"We must climb the bluff again. Be a good Indian!" he cried, groping for a footing.
Climbing the west bluff by daylight for the sake of adventure was very unlike this struggle in the darkness to escape the widening river, with a wind-driven torrent of rain sweeping down the land behind the first storm-fury, and Elinor Wream clung to her companion's arm almost helpless with fear.
"Do you think you can ever get us out? she asked, as the limestone ledge blocked the way.
"Do you know what my mother named me?" The carelessness of the tone was surprising.
"Then don't forget it," Burleigh said. "It's a dreadfully rough way before us, little girl, but we'll soon be safe from the river. Don't mind this little bit of a storm, and you'll get personally conducted into Lagonda Ledge before midnight."

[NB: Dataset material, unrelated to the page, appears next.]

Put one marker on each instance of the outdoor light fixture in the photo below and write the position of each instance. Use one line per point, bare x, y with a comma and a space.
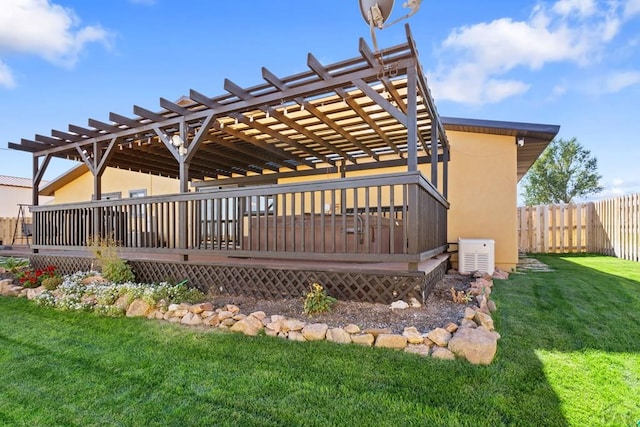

In her sheltered life, Elinor had never known anything half so dreadful as this storm and darkness and booming flood, but the fearlessness of the strong man beside her inspired her to do her best. It was only two hours since they were here before. How could she know that these two hours had marked the crisis of a lifetime for Victor Burleigh. With a friendly little pressure on his arm, she said bravely:
"I'd rather be here with you than over the river with anybody else. I feel safer here."
Vic knew she meant only to be courteous, but the words were comforting. On the crest of the ledge the fierceness of the storm was revealed. Great sheets of wind-blown rain were flung athwart the landscape, and the utter blackness that followed the lightning's glare, and the roaring of the wind and river were appalling.